システム対応などにも時間がかかることなどに配慮して実施を1年先延ばししたようです。
また、電子申告義務化の対象は、資本金1億円超の法人が対象となるとのことです。行政コストの削減という観点からすれば、すべての法人に電子申告を義務付ければよいと思われますが、システム対応等のコストを勘案すると、とりあえず資本金1億円超からはじめようということなのだと考えられます。
連結納税を採用している場合はどうなるのかですが、この場合は、連結親法人の資本金で判断することになるとのことです。資本金が1億円以下であっても、規模が大きい会社は多くあるので、消費税の免税事業者の判定のように、そのうち売上高や所得金額などの基準によって対象が広がっていくことが予想されます。
従来、電子申告を行っていない企業からすると、面倒に感じると思いますが、義務化にともない配慮されている部分もあります。
例えば、「電子申告の義務化に伴い、勘定科目内訳明細書の記載内容が簡素化(量的・質的)され」、「財務諸表、勘定科目内訳書についてはエクセルベースのCSVが認められることになった」(T&A master No.718「電子申告義務化、中小法人は対象外」)とのことです。
また、電子申告で送信するイメージデータ(PDF)については、紙原本保存が不要とされるものの、イメージデータの解像度要件は設けられるとのことです。
このほか、これを機会に経理責任者の自署押印制度が廃止され(結果として、電子申告が義務化されない法人でも不要となる)、「電子署名については、「法人の代表者から委任を受けた当該法人の役員・社員による電子署名」も可とする」とされるとのことです。大法人において、代表者が自ら申告データを送信するなんてことはないでしょうから、現実を踏まえると当然と思われます。
また、サイバー攻撃、災害、経営の破綻などでインターネット利用ができない場合は、例外的に書面での申告を認める宥恕規定が設けられるとのことですが、宥恕規定に該当しない場合は無申告の扱いになるとのことです。

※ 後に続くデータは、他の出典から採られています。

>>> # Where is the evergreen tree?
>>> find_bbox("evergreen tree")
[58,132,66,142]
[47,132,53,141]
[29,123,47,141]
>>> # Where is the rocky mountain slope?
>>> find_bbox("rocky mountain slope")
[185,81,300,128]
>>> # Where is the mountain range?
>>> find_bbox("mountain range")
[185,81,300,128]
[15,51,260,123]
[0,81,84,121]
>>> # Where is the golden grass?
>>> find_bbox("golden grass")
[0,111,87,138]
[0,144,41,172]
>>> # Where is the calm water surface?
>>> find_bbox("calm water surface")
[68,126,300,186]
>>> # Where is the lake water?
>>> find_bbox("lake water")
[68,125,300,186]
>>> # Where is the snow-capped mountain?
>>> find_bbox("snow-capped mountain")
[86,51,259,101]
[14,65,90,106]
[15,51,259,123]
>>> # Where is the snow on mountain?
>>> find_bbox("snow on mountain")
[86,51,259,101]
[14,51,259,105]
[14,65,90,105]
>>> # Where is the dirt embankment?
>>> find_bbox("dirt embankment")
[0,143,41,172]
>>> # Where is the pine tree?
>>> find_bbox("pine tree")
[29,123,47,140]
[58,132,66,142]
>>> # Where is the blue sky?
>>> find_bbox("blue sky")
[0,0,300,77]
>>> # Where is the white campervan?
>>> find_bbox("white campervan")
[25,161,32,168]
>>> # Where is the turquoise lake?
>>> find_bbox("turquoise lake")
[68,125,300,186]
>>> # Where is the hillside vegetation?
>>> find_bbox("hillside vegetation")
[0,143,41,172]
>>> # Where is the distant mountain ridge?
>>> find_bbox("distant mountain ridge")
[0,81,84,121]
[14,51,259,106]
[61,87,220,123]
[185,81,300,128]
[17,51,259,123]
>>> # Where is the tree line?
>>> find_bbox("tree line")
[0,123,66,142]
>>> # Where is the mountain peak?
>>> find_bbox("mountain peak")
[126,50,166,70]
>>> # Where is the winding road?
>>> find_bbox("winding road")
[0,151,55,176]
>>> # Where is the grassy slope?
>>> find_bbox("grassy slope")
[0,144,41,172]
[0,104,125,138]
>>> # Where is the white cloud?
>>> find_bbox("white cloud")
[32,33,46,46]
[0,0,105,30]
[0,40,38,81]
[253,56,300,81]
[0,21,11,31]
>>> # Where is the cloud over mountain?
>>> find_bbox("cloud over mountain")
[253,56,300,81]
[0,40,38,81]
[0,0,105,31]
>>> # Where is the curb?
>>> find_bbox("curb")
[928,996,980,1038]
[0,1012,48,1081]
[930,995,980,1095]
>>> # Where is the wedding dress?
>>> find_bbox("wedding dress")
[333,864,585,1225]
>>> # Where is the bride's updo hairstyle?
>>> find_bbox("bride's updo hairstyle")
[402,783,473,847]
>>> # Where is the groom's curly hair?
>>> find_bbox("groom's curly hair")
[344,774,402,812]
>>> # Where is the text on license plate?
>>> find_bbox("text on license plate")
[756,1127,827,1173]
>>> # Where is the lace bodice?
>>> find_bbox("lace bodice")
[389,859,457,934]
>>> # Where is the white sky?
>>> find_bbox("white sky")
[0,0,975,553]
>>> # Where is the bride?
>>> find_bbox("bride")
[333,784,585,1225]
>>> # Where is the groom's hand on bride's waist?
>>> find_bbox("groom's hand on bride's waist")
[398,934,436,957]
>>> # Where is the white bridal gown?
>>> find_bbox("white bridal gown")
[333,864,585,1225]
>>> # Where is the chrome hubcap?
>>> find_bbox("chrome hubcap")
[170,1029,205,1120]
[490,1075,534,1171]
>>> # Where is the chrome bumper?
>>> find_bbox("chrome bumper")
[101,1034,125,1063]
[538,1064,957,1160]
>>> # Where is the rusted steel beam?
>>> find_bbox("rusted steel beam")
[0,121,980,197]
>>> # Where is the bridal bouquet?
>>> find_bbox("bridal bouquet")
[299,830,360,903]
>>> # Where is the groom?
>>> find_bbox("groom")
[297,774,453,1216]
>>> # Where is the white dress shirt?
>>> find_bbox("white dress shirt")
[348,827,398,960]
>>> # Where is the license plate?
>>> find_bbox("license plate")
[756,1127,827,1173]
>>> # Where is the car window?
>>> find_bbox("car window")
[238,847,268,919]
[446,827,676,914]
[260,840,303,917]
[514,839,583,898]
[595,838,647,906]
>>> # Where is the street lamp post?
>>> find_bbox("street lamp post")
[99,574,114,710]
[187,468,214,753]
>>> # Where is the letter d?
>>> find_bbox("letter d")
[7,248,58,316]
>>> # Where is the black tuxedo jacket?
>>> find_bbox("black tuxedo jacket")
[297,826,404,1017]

市販されている申告ソフトを利用しているのであれば、システム的に電子申告対応が問題となることはあまりないのではないかと思いますが、電子申告になっても、結局紙で打ち出してチェックして、データを提出するということになると、ものすごく無駄な感じがするので、チェックをどのように行うかというような業務フロー面での見直しが重要になるのではないかと思われます。